Privacy Blog

The impact of AI is coming to all areas of business, but with their longstanding and widespread use of applicant tracking systems (ATS), HR departments are already well ahead of the curve. More talent assessment and talent management tools powered by machine learning are being deployed by overstretched personnel teams every day, especially now that candidates are resorting to AI tools themselves to prepare CVs and assist in interviews at scale. But how do companies know that the systems they’re using are really giving them genuinely unbiased insights into candidate capabilities and fit?

It’s not an academic question. Regulators across the world are increasingly demanding that the use of AI in HR is auditable and explainable – and threatening hefty fines if it’s not. The EU AI Act is leading the charge on this, by classifying this use case as “high-risk” and requiring the provision of conformity assessments, usage logs, and human oversight for any deployments from August 2026. But the GDPR’s Article 22, which gives candidates the right to explanations and human review of any decisions that materially affect them, also has a bearing on this. Even in the US, where a federal data protection law is still not a reality and AI regulation generally is being downgraded by the Trump administration, state and city level laws and statutes can still apply: New York City’s local law 144, for example, requires annual independent audits and candidate notices when automated employment decision tools (AEDT) are used. South Africa’s POPIA and India’s DPDP Act offer similar rights to candidates to contest automated HR decisions, too.

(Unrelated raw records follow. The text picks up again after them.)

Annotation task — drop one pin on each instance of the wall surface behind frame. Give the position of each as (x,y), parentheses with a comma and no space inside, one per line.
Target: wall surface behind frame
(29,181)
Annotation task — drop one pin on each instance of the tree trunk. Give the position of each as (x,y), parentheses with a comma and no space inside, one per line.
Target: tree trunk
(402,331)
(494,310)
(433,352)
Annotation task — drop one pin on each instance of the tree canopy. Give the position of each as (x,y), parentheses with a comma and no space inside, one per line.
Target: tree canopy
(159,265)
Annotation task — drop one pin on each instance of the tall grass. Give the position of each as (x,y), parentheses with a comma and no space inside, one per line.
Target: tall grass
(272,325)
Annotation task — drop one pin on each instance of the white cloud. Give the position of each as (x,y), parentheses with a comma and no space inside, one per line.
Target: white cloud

There are three key areas to consider to make sure you’re on the right side of the regulation – and that your AI tools deliver the right candidates for the right position, every time.

Pre-deployment

• If you’re building a model, provide transparent documentation of the provenance of the model’s training data and prepare appropriate model cards. The Datasheet for Datasets guidelines, drawn up by such influential industry figures as Timnit Gebru, Jamie Morgenstern and Kate Crawford, provides a structure for this, and a platform like Securiti (which comes with a built in library of templates for common services) will help you create and track your model cards.
• If you’re buying a model or using open-source, choose models and/or vendors that support interpretable outputs, and use SHAP values, LIME values or similar techniques to help trace which features of a CV drove which particular parts of a recommendation or evaluation. This will give you a feel for the ways in which the model is weighing the evidence.
• If you’re providing training data from your own business records, whether to build a model from scratch, fine tune an existing one, or just to provide RAG reference data, make sure to collect a dataset that’s representative of the people you’d like to hire. If the data set is skewed, rebalance it with synthetic data or data from another source. Put together a review panel with members from your HR, legal, data science and various employee departments to oversee this process, so that you get a balanced view.
• Run a bias audit on any vendor model or internally built algorithm before it’s used with real applicants. There are several open‑source toolkits such as IBM’s AI Fairness 360, Google’s What‑If Tool or Microsoft’s Fairlearn that will let your data team measure disparate impact across gender, ethnicity, age and more. These tools allow you to do things like change key input variables (e.g. age, or gender) for a given data point and see how this affects various output levels. By running counterfactual experiments like this you can see how robust and objective the model is.

Deployment

• Set up your workflow so an experienced recruiter reviews AI scoring, validates any hiring shortlists and is able to override the AI if necessary. And document every decision; such logs will be essential for both internal and external audits.

Monitoring & Governance

• Schedule periodic re‑audits (this may be a regulatory requirement: NYC law 144 mandates annual bias audits, for example), and track fairness metrics alongside accuracy in production dashboards. When drift appears, retrain or retire the model. And don’t forget to publish a summary of findings in your ESG or DEI report and on your website to show the care you’ve taken over all of this, and to help build trust with customers and stakeholders.
• And lastly, the easy bit (or it will be easy, if you’ve done all the previous steps): conduct a DPIA and, if necessary, an AI conformity assessment; we can advise on these in more detail here at Securys, if you get in touch.

And if all this sounds complicated and not really that relevant to you, because you’re using an off-the-shelf platform like Eightfold, Harver or HireVue, don’t forget that as the data controller you’re still responsible for the behaviour of their platforms, if they have adverse effects on the people you are hiring. So use the above as a checklist of things to ask your point of contact with them; they should be able to answer all these points and evidence them, and do so happily. If they can’t, it may be a sign that you need to look elsewhere.